The timeouts are all actually on the browser side; if you can configure your browser to wait more or less indefinitely for its HTTP requests to complete, you should be able to (very slowly) work with your data set.

When I have to look at part of a whole genome graph, usually I manually pull out that part of the graph from the .xg with vg chunk, and make it into a separate xg with vg index. Then I can use the whole genome GBWT (which doesn't take as long to load) for haplotypes on the reduced-size graph.

The overall plan is to improve vg so that it can do memory-mapped random access to graph files without having to load them all into memory every time. Then we will be able to use the random-access graph formats in the tube map instead of using the .xg format, allowing queries to be much faster for large graphs. However, achieving this depends on actually developing the random-access formats, which has been pushed behind work for our upcoming Giraffe mapper paper in terms of our lab's priority queue.

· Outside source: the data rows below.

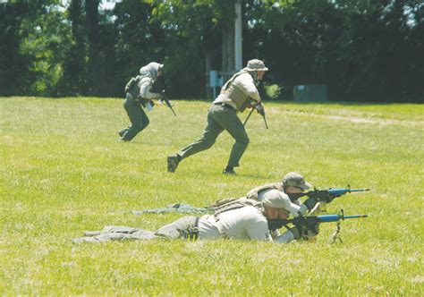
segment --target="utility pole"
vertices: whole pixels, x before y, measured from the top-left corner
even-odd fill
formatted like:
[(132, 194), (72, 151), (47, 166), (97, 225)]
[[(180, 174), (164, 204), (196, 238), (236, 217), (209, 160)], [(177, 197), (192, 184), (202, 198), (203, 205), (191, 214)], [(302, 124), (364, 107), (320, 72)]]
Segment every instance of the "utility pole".
[(234, 4), (234, 62), (235, 71), (242, 68), (242, 0), (237, 0)]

The next step there would be converting PackedGraph (and its "Packed" data structures) to use the custom memory-mappable allocator machinery I wrote in https://github.com/vgteam/libbdsg/pull/101 (which I just merged) in order to implement TriviallySerializable. Then we'd have to adjust vg chunk and the other vg commands that the tube map calls to use file descriptors to load their input graphs, and finally we would have to adjust the tube map not to require us to call files .xg but instead accept .pg or .vg or whatever extension we are using for PackedGraph files.